Saatnya menghadirkan keamanan siber yang lebih kuat dan permanen, sembari mengesahkan Undang-Undang Perlindungan Data Pribadi.
Kebocoran data pribadi yang kian masif menandakan masih lemahnya sistem keamanan siber di Indonesia. Gerak cepat menghadirkan sistem pertahanan dan payung hukum yang kuat kian mendesak, alih-alih saling melempar tanggung jawab, membuat kegaduhan, dan membuang energi.
Data pribadi semestinya menjadi hak milik perseorangan yang disimpan, dirawat, dijaga kebenarannya, dan dilindungi kerahasiaannya. Namun, kini data pribadi seolah sudah kehilangan privasinya.
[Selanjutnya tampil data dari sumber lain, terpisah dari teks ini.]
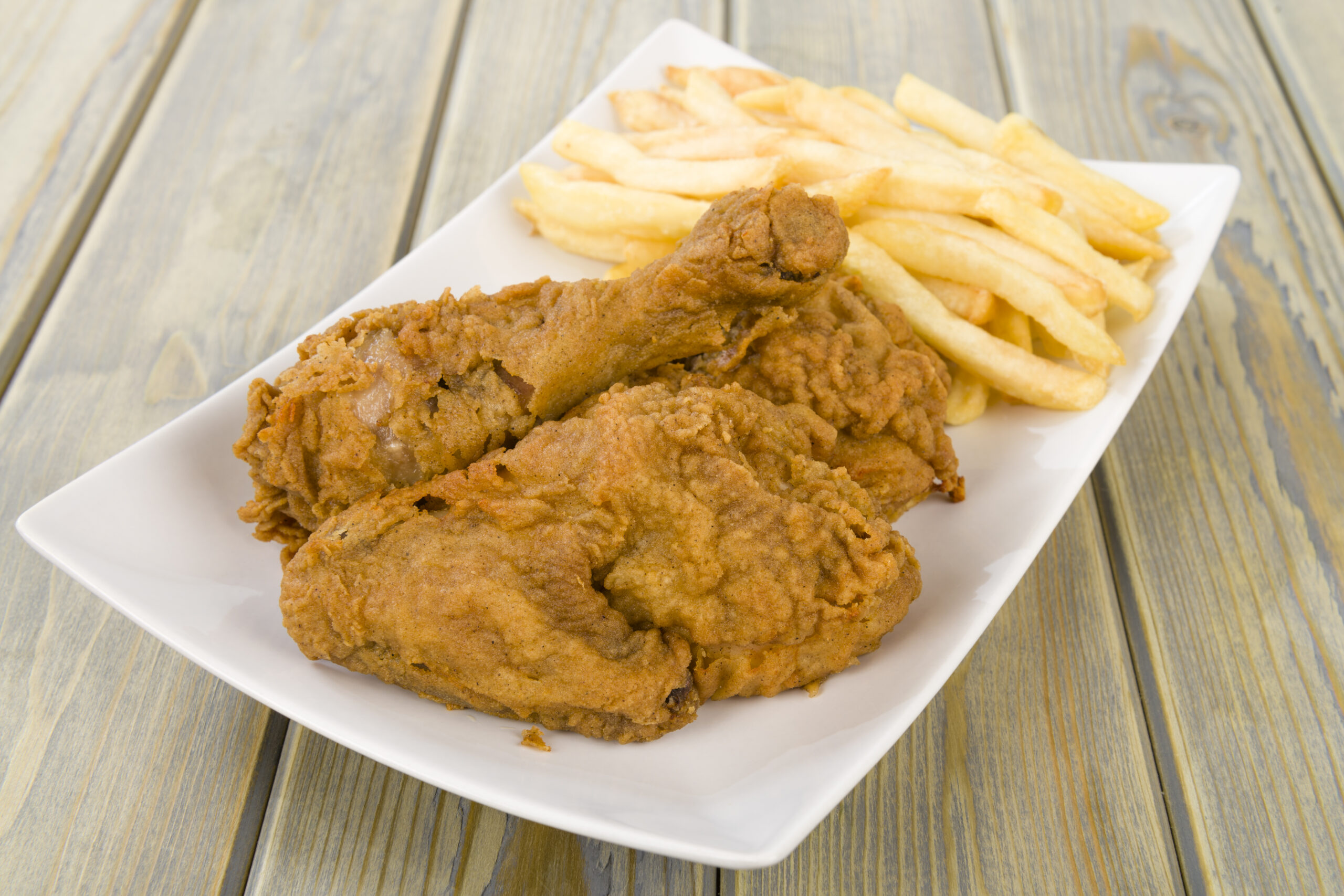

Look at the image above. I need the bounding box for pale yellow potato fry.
[561,165,615,184]
[842,231,1106,411]
[513,199,629,262]
[855,219,1125,364]
[519,164,710,240]
[606,90,700,130]
[1070,312,1110,377]
[663,66,789,97]
[951,146,1065,215]
[910,129,961,153]
[761,134,892,184]
[855,206,1106,314]
[625,239,676,267]
[681,69,757,128]
[831,85,910,130]
[910,271,996,326]
[892,74,994,152]
[1031,321,1068,357]
[551,120,789,199]
[732,85,789,115]
[806,168,887,219]
[1055,199,1087,239]
[946,367,989,426]
[785,78,961,168]
[872,159,1030,215]
[1063,191,1171,260]
[974,189,1153,321]
[622,125,788,160]
[600,262,640,279]
[985,302,1034,352]
[993,113,1168,231]
[761,123,1047,215]
[1121,258,1153,279]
Diperdagangkan secara bebas dan dengan mudahnya dapat diakses oleh siapa saja yang bukan pemiliknya.
Awal pekan lalu, publik resah lantaran 1,3 miliar data registrasi kartu SIM diduga mengalami kebocoran. Data berupa nomor ponsel yang didaftarkan sejak tahun 2017 hingga Agustus 2022 itu dijual pada forum jual beli data Breached.to oleh akun Bjorka. Di dalamnya juga tercatat data nomor induk kependudukan (NIK).
Tak berhenti di situ, Bjorka kembali menawarkan 105 juta data penduduk yang diduga berasal dari Komisi Pemilihan Umum (KPU). Komponen data yang ditawarkan pun lebih lengkap, antara lain nama lengkap, nomor kartu keluarga (KK), usia, hingga alamat.
Belum selesai dengan miliaran data yang bocor, publik kian dihebohkan dengan dugaan bocornya sekitar 180 data milik Badan Intelijen Negara (BIN). Akun Strovian dalam forum jual beli data yang sama diduga menjadi pelakunya.
Bahkan, data pribadi sejumlah petinggi Tanah Air pun turut terekspos. Beberapa di antaranya adalah data pribadi Presiden Joko Widodo, Menteri Komunikasi dan Informasi Johnny G Plate, Ketua DPR Puan Maharani, hingga Menteri Badan Usaha Milik Negara Erick Tohir.
Dengan kata lain, kebocoran data tak berbeda dengan Covid-19. Tak pandang bulu. Dapat menyerang siapa saja. Pengawalan sedemikian rupa yang hanya bersifat individu menjadi tidak mempan manakala sistem keamanan secara keseluruhan masih lemah.